"Lo yakin ini rumahnya?" Al menoleh pada Akbar dan Satya yang berada di sisi kanan-kirinya.
Akhir pekan yang penuh dengan harapan. Al dan dua kawannya menandangi sebuah rumah tua bermodel Jawa. Waktu masih menunjukkan pukul sepuluh pagi, tapi hari Al sudah dipenuhi harapan yang tinggi.
Kedua sahabatnya mengangguk untuk meyakinkan Al yang merasa ragu.
Kaki kanan Al melangkah, tangannya mengudara berusaha memanggil seseorang dengan mengetuk pintu kayu yang diyakini sebagai pintu utama.
"Assalamualaikum," salam Al masih dengan tangan kanan mengetuk pintu.
Al terdiam ketika mendengar suara gaduh yang berasal dari dalam rumah. Mereka bertiga saling menatap seolah mengatakan bahwa kali ini semuanya akan terungkap.
"Assalamualaikum." Terdengar suara gaduh tapi tak ada yang keluar untuk sekedar bertanya siapa mereka sebenarnya.
"Waalaikumsalam," saut suara lirih dari dalam.
Al tersenyum simpul. Angan tentang kembalinya sebuah kebahagiaan akan segera menjadi nyata.
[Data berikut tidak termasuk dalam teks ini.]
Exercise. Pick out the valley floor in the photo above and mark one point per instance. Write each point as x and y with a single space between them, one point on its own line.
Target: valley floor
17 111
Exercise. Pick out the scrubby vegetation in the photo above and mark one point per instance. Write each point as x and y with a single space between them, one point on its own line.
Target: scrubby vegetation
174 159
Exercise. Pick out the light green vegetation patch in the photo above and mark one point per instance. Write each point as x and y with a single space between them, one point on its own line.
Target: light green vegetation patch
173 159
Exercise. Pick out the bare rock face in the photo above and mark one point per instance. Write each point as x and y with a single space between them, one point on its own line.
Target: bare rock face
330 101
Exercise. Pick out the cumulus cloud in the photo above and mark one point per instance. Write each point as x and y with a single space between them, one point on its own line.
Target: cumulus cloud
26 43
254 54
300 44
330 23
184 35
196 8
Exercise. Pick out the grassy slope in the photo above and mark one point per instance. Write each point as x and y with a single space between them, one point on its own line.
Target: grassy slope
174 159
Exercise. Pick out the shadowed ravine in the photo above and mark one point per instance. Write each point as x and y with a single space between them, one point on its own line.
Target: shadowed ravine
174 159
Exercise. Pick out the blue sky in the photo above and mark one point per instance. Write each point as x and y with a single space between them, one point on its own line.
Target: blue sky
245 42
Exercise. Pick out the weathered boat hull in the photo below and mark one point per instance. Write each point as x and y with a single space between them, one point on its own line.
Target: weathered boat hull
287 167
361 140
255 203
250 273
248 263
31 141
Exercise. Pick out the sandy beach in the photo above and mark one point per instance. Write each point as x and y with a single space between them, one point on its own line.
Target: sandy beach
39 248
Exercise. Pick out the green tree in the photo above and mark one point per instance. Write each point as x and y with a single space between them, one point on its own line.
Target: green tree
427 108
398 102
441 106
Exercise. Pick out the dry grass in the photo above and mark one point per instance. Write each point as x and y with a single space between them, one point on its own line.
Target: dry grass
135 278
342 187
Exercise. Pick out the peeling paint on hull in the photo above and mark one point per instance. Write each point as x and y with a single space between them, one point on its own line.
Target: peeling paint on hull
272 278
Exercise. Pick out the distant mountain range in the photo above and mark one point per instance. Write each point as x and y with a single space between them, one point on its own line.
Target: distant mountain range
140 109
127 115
Dirinya berharap agar wanita yang memegang kendali atas dirinya mau kembali bersama.
Pintu kayu itu terbuka, menampilkan seorang wanita tua dengan kacamata dan pakaian khas Jawa. "Kalian siapa?" tanya wanita itu menatap Al, Akbar dan Satya bergantian.
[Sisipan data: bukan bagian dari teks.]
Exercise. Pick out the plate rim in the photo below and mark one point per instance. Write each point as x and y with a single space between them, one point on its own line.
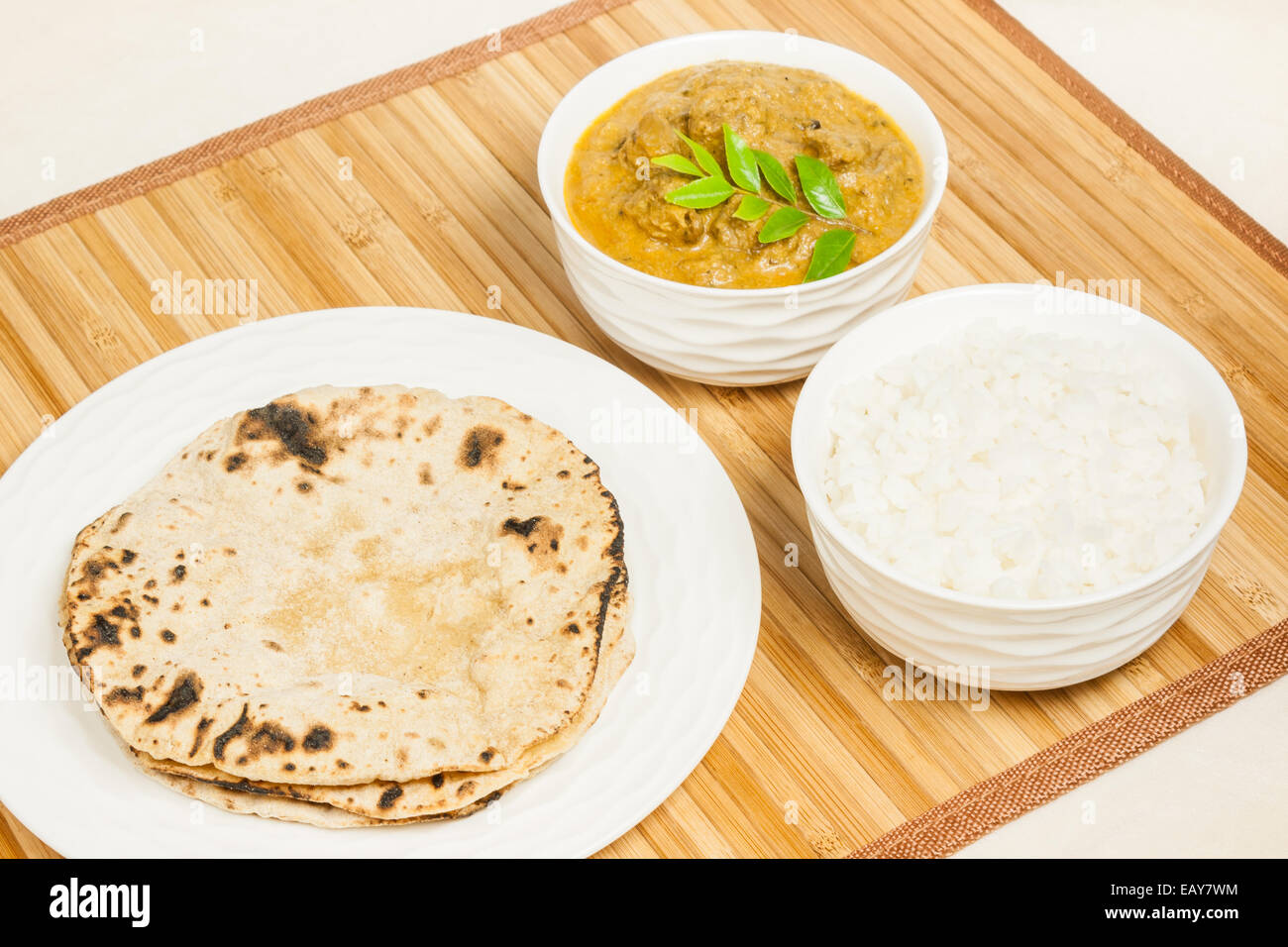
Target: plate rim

"Saya Al, Nek, dan ini teman-teman saya," ucap Al sopan, mengambil tangan wanita tua itu lalu mengecupkan.
"Masuklah."
Al dan kedua temannya mengekori nenek tersebut. Mata Al berkelana mencari seorang wanita yang menjadi pujaannya.
Rumah kecil dengan bunga yang memenuhi halaman. Dominan berwarna cokelat, kental akan budaya Jawa. Bagai rumah-rumah adat yang berada di Jogja. Al teringat akan sebuah kenangan yang masih melekat dalam ingatan. Kenangan tentang kebersamaan bersama belahan jiwanya.
***
Dua tahun lalu, Al yang saat itu masih menginjak bangku sekolah menengah pertama harus diterpa berbagai luka. Masa remaja yang ia bayangkan akan seindah alur cerita, nyatanya tak berjalan sesuai keinginan.Sebuah taman di sebuah perumahan ia jadikan tempat pelampiasan. Banyak batang pohon besar yang menjadi saksi tangisannya. Al saat remaja tak memiliki sama sekali kebahagiaan. Didikan sang ayah yang keras membuat ia merasa sendirian, tak ada yang menyayanginya.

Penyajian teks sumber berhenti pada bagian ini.